Bianca, a 16-year-old mare who was reportedly left behind on El Capitan Ranch when it was sold last month, is in need of a permanent home.


Horses Abandoned

Two El Capitan Ranch Mares Look for a Home


When Jon and Mindy Peters sold El Capitan Ranch to British private equity tycoon Lyndon Lea last month, they may have unintentionally (or intentionally) left two aging mares behind. According to Jill Anderson, director of development for Return to Freedom, a wild horse sanctuary in Lompoc that caught wind of the abandoned horses, the two mares were not on an inventory list provided to Lea upon his purchase of the property.

What remains unclear, according to Anderson, who has been conducting her own research on the matter, is whether the mares were even on the original inventory list (which takes into account all buildings, animals, tools, etc. on the ranch) when the Peterses bought the 200-acre property. Attempts to contact the Peterses, as well as efforts to contact Lea, have been unsuccessful.

Black Beauty
Click to enlarge photo

Courtesy

Black Beauty

According to inside sources, a concerned citizen has been taking care of the mares under the radar with the hope that someone in the community will eventually adopt the elderly horses. Bianca, 16 years old, was a former jumper in the show circuit before being either given or sold to El Capitan Ranch. Black Beauty, 18 to 20 years old, was a former racehorse. Both, according to Anderson, were used by ranch visitors for leisurely rides but are now in their senior years and unridable.

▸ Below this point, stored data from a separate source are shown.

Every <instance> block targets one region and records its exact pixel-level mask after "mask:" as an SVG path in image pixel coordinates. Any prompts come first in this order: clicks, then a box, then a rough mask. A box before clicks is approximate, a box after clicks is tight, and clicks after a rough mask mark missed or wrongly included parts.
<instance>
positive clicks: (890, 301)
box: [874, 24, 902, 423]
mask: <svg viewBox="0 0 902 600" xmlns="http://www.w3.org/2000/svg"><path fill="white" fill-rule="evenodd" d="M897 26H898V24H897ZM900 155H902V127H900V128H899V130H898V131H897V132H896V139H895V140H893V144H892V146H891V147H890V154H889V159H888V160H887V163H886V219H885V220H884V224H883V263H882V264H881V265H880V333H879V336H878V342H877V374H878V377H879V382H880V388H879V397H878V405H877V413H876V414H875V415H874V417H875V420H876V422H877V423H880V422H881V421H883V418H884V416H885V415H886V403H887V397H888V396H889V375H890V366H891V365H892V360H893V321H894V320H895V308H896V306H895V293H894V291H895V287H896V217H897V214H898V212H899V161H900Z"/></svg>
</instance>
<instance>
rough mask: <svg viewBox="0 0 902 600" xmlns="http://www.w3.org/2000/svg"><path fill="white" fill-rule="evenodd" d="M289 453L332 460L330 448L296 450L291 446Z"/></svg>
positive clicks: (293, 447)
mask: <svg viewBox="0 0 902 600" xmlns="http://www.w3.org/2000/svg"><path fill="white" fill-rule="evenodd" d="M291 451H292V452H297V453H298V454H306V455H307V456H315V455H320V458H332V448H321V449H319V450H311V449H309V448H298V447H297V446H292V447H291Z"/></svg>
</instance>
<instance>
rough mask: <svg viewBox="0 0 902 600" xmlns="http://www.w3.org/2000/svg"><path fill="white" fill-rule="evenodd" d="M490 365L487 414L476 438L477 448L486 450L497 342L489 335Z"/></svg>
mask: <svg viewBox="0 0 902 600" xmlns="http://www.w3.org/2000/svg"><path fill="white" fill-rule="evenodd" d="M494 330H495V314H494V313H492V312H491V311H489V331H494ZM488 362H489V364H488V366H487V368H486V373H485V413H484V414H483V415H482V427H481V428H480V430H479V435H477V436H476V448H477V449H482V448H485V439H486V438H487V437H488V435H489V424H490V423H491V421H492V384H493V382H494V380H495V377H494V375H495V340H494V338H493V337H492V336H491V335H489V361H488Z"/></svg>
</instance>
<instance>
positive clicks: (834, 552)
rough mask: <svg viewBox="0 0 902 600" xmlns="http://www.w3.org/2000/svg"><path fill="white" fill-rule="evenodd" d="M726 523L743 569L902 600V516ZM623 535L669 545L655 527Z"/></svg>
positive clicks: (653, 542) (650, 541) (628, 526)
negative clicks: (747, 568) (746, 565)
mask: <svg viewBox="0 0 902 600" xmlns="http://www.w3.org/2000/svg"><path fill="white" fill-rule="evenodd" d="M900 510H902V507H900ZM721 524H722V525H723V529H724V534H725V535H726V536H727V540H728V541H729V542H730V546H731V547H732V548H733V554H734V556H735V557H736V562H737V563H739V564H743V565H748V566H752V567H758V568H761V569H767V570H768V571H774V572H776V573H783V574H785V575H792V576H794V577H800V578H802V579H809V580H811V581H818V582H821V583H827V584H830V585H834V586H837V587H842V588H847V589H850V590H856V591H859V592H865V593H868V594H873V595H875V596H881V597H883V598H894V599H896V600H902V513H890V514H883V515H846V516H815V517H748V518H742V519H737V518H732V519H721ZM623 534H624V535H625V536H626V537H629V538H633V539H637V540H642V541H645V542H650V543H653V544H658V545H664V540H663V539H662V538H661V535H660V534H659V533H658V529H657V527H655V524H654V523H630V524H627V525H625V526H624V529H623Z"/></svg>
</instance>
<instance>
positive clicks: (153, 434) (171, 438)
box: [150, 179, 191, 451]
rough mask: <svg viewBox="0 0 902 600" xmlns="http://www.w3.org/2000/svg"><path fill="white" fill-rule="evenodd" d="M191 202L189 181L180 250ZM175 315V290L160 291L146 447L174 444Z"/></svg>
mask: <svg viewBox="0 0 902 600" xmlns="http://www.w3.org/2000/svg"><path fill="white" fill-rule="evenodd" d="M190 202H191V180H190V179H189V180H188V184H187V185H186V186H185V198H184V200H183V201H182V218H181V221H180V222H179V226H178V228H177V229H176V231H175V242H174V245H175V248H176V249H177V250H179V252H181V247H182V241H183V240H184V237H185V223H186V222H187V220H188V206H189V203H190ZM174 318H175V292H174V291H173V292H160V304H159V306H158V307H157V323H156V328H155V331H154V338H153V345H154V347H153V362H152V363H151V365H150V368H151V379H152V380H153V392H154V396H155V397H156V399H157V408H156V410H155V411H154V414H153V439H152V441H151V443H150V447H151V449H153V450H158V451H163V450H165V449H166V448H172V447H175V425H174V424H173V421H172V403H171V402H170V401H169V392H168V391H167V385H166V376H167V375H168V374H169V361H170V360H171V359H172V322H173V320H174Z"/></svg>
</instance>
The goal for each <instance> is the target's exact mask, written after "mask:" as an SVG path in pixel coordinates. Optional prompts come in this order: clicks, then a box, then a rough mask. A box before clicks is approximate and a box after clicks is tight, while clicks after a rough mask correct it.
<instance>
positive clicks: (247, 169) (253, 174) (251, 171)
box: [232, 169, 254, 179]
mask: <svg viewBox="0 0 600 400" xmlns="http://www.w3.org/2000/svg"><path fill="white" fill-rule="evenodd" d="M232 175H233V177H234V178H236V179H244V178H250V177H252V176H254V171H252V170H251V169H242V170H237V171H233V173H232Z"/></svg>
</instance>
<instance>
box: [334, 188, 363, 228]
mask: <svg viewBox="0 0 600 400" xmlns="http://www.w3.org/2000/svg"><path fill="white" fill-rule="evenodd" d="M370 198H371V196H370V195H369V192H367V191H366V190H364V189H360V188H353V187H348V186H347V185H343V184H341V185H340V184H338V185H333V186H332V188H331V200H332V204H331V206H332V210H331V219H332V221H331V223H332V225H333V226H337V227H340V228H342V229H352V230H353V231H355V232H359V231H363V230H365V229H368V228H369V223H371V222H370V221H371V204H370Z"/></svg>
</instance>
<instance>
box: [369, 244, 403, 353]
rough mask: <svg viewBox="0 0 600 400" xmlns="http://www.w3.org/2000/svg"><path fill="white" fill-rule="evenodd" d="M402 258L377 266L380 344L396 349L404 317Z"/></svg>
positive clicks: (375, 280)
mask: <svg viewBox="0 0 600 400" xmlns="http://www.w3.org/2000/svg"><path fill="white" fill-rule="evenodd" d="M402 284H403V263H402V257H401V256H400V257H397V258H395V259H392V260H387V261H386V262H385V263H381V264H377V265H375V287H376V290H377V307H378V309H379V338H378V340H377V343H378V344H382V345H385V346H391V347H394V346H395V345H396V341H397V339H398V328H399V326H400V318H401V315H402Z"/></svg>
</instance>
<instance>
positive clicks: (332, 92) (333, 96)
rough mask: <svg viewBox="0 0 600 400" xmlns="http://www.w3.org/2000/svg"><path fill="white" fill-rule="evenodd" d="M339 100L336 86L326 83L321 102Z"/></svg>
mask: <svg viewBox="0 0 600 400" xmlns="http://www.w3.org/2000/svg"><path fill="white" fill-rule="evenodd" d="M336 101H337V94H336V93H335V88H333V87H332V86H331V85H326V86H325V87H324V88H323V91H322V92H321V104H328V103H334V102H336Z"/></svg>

“We hope someone in the community will come forward and adopt these horses, as many Santa Barbarans have ridden them on visits to the ranch,” said Anderson. “We want nothing more than for the two to be able to peacefully retire somewhere together.”

Anderson lamented that the situation is far from rare since, as she put it, “The equine industry is in a state of crisis,” referring to the increasing number of horses statewide that have been found abandoned recently. While Return to Freedom is primarily a sanctuary for wild horses, Anderson said the organization decided to take on the cause of Bianca and Black Beauty because many domestic horse sanctuaries are either full or have gone under.

Anderson is also concerned about the fate of the other elderly horses on the ranch, as Lea is reportedly planning to turn the property into a private ranch for his polo team. Lea is also supposedly not yet on-site, and has been relying on contractors and managers to run El Capitan’s facilities until he arrives.